2. The depreciation and amortization forecast for Year 12 uses the average percentage relation of depreciation and amortization to income from continuing operations for the period Year 9 through Year 11. The average is computed at 82.33%.
3. Forecasts of deferred income taxes (noncurrent portion) and other items in Year 12 reflect the past three years’ relation of deferred taxes (noncurrent) and other items to total income from continuing operations of 22.9%.
4. Provisions for restructuring charges are predicted to be zero for Year 12.
5. Days’ sales in receivables is expected to be 42 for Year 12.
6. Days’ sales in inventory of 55 and a ratio of cost of sales to sales of 0.51 are forecasted for Year 12.
7. Changes in other current assets are predicted to be equal to the average increase/decrease over the period Year 9 through Year 11 of $25.6.
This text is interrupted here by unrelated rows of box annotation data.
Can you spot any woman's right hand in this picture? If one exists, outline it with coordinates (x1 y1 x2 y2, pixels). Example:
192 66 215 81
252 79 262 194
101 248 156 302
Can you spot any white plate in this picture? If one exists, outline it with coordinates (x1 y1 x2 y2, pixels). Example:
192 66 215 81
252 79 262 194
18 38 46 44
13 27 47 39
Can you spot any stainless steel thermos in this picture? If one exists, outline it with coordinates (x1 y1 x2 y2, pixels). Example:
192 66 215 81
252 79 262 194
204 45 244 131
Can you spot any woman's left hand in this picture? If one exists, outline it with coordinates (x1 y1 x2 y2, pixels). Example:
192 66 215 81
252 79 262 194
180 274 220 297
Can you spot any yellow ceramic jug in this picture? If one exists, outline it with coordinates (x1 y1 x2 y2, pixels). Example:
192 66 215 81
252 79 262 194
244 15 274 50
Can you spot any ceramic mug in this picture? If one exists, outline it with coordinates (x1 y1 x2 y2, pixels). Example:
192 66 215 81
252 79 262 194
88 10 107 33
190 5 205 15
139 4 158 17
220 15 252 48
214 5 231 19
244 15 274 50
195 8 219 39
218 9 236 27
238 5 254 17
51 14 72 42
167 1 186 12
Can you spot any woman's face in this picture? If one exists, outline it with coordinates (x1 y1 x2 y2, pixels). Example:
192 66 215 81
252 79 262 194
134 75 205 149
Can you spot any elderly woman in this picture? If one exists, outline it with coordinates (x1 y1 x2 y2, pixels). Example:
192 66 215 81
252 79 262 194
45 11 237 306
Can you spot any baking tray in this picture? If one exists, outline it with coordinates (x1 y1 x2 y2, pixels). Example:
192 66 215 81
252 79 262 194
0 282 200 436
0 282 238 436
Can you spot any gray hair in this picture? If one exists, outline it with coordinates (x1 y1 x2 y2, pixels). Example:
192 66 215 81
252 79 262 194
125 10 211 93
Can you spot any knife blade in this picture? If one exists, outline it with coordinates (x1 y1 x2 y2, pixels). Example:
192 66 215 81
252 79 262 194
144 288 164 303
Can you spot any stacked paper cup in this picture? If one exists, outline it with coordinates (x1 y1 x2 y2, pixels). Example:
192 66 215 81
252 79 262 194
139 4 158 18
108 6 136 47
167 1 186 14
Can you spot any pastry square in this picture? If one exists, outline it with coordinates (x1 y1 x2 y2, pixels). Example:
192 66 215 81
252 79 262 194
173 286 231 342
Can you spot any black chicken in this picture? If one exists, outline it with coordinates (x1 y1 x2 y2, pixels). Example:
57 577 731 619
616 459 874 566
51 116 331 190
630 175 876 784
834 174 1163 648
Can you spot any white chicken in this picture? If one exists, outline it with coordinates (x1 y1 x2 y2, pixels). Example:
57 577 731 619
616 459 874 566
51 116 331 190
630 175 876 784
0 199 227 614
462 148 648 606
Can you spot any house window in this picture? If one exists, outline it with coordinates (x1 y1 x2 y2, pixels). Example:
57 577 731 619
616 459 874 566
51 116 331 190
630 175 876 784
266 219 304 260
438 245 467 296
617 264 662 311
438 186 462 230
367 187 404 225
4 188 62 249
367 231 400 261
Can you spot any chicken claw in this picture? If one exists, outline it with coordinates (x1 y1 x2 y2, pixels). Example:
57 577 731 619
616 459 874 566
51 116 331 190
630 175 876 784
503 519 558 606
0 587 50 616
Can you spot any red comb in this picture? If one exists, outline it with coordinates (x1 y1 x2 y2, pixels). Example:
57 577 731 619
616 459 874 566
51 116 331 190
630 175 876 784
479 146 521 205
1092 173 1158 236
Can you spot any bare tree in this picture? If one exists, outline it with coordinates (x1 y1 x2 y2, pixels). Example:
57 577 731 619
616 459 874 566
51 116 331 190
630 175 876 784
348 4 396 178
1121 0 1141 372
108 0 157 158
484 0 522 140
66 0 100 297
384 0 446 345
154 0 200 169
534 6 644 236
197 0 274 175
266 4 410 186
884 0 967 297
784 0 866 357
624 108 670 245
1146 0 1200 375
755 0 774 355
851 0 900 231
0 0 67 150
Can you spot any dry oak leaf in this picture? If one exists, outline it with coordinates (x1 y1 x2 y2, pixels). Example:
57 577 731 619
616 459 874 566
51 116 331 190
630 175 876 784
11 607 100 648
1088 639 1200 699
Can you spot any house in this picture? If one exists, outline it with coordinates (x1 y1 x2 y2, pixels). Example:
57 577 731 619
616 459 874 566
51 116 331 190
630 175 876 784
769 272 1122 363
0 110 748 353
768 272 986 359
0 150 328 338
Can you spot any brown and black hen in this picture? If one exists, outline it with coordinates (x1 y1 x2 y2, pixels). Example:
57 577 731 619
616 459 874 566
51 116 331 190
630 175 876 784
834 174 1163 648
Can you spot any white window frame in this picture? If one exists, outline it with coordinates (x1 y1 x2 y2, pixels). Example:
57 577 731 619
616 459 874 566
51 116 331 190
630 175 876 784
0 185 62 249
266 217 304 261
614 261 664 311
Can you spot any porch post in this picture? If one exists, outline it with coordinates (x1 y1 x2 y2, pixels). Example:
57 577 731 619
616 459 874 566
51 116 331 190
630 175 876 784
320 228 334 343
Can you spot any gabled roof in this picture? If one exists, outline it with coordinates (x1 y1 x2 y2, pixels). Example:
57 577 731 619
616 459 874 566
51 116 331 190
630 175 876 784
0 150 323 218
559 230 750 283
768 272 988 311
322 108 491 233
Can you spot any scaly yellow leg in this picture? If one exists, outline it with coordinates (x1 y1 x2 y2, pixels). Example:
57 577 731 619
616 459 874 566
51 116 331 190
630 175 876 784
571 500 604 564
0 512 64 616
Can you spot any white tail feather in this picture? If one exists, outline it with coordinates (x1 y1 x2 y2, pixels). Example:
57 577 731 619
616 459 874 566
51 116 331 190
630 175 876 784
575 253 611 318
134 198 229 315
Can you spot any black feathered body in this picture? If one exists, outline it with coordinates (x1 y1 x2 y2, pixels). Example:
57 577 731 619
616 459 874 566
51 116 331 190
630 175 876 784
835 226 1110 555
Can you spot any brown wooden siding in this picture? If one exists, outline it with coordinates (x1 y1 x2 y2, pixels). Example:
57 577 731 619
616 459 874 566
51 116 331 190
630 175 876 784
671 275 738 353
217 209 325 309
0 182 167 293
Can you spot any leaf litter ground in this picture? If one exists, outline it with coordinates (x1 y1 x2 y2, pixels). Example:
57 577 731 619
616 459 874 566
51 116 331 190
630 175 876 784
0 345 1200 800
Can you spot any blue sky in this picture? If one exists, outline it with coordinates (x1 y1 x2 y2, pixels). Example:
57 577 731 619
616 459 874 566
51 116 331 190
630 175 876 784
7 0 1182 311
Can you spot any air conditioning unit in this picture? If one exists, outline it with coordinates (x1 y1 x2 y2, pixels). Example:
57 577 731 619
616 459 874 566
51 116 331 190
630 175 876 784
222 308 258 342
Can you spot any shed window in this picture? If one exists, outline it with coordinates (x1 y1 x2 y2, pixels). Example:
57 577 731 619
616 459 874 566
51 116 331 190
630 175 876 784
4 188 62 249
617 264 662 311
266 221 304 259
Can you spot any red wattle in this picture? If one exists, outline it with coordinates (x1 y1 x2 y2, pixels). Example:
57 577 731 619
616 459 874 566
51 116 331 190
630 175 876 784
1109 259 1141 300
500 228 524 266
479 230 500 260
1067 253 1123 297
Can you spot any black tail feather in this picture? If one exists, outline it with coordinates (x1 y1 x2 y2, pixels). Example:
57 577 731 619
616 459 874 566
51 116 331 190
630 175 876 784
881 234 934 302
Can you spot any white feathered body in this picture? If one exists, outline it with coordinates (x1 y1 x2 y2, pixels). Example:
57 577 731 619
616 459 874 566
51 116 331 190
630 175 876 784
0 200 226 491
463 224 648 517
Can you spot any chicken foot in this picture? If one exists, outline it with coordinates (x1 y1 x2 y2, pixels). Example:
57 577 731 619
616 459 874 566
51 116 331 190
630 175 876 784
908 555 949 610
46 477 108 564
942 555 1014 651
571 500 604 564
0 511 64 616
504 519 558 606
8. Days’ purchases in accounts payable of 45 is forecasted for Year 12, and purchases are expected to increase in Year 12 by 12% over Year 11 purchases of $2,807.20.
9. Change in other current liabilities is predicted to be equal to the average increase/decrease over the period Year 9 through Year 11 of $24.5.
10. There are no expected discontinued operations.
11. Decreases in short-term debt are predicted at $40 million each year.
12. No cash inflows are expected from issuance of debt for spin-off and no cash effects from purchases or issuances of common and preferred stock.
13. Predicted year-end cash needs are equal to a level measured by the ratio of cash to revenues prevailing in Year 11.
14. Additions to long-term debt in Year 12 are equal to the amount needed to meet the desired year-end cash balance.